Overseas bases will “better position the PLA to expand its participation in non-combatant evacuation operations, search-and-rescue, humanitarian assistance/disaster relief (HA/DR), and SLOC security," the report added. Although it also warned that China’s ability to build overseas bases “may be constrained by the willingness of countries to support a PLA presence in one of their ports.”
The report also noted that “China’s leaders remain focused on developing the capabilities to deter or defeat adversary power projection and counter third-party intervention,” with the PLA’s modernization program becoming more focused on missions including power projection beyond China’s periphery.
This included complex exercises that saw the People's Liberation Army Air Force deploy “more than 40 aircraft to the East China Sea and through the Miyako Strait into the Philippine Sea in its most complex long-distance strike training to date” in September 2016. The deployment included Xian H-6K cruise missile carriers, which the report notes would put the U.S. base in Guam within range of Chinese air-launched cruise missiles.
The H-6K is a modernized Chinese-built, Soviet-era Tupolev Tu-16 “Badger” subsonic bomber fitted with new engines and avionics, designed primarily as a cruise missile carrier for long-range strike missions. According to the report, China’s missile programs, including its ballistic and cruise missile, are comparable to other international top-tier producers with its missile production capabilities "enhanced by upgrades to primary assembly and solid rocket motor production facilities."
This will also presumably include China’s ballistic missile defense program, highlighting that in July 2016, Chinese official media confirmed the country's intent to go forward with mid-course missile defense capabilities on both land and sea assets. The interceptor missile has been identified as the HQ-19, which is currently undergoing testing and will be used for mid-course ballistic missile defense intercepts against 3,000-kilometer ranged ballistic missiles.

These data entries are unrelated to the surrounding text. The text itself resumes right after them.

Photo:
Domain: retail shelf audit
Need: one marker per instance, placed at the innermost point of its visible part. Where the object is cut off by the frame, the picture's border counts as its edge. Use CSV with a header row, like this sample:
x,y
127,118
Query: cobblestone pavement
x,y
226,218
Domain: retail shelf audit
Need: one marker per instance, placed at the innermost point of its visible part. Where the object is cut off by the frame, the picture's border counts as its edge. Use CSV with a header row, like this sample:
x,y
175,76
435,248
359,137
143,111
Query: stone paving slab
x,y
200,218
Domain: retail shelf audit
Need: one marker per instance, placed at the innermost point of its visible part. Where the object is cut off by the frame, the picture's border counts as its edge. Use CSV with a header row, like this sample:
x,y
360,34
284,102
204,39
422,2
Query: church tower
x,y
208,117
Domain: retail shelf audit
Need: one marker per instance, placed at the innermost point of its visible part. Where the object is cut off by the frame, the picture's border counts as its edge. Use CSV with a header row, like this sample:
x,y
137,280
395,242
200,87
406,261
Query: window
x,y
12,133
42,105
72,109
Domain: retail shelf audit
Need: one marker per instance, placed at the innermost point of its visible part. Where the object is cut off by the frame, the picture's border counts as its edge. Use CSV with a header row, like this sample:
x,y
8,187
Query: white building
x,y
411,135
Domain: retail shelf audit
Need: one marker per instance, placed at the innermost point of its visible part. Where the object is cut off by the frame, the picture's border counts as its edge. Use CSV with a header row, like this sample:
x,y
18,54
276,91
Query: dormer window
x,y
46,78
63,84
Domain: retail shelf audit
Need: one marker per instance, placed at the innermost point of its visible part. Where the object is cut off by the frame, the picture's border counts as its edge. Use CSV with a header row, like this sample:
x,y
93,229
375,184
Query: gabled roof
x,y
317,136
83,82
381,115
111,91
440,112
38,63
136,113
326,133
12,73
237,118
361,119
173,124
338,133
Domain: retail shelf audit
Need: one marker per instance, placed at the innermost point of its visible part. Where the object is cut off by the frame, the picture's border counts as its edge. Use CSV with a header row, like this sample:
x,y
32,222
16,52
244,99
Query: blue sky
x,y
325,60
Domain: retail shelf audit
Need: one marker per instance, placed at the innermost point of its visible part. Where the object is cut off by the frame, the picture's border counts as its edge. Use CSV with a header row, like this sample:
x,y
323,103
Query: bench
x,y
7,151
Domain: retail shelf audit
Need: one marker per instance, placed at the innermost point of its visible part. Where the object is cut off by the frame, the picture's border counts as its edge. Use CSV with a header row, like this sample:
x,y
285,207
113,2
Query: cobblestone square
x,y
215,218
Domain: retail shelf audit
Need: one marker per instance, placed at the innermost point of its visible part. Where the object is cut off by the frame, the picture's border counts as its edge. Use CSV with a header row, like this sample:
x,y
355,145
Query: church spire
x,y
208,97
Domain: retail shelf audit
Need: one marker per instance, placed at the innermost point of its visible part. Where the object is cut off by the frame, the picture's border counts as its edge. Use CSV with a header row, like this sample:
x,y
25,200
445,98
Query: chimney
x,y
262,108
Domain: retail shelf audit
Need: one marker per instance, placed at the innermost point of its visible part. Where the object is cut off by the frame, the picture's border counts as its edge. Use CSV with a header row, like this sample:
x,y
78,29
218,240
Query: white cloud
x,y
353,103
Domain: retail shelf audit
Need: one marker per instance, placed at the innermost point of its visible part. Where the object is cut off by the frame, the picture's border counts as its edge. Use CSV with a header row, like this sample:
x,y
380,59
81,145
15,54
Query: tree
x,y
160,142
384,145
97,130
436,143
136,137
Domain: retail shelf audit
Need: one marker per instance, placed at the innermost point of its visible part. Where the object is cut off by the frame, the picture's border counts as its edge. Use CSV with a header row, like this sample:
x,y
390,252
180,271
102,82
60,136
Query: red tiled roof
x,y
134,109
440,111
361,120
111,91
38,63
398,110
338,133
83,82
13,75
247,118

The report also noted that China remains engaged in a robust surface combatant construction program for the People's Liberation Army Navy, including the continuous churning out of Type 052D fleet defense destroyers, Type 054A frigates and Type 056 corvettes at a rapid pace.
The report also briefly touched on China’s latest surface combatants, the Type 055 cruiser of the Renhai class, an estimated 10,000-ton ship that has larger missile capacity and can employ larger cruise missiles. That said, the report failed to state that open-source data has shown China is already building at least four, possibly five such ships at two different shipyards.
Overall, while the report is a useful guide to keep track of Chinese military developments, Defense News has found some notable errors or outdated information. For example, though the report mentioned the development of the Chengdu J-20 fifth-generation fighter, it failed to mention that the type had already entered low-rate production as early as the third quarter of 2016.
A quick scan also showed problems with some of the report's maps and infographics showing the PLA’s force dispositions, with two of the Navy’s key air bases on the island of Hainan omitted while another Navy air base for special missions aircraft in China’s Northern Theater Command was wrongly identified as an Air Force bomber base.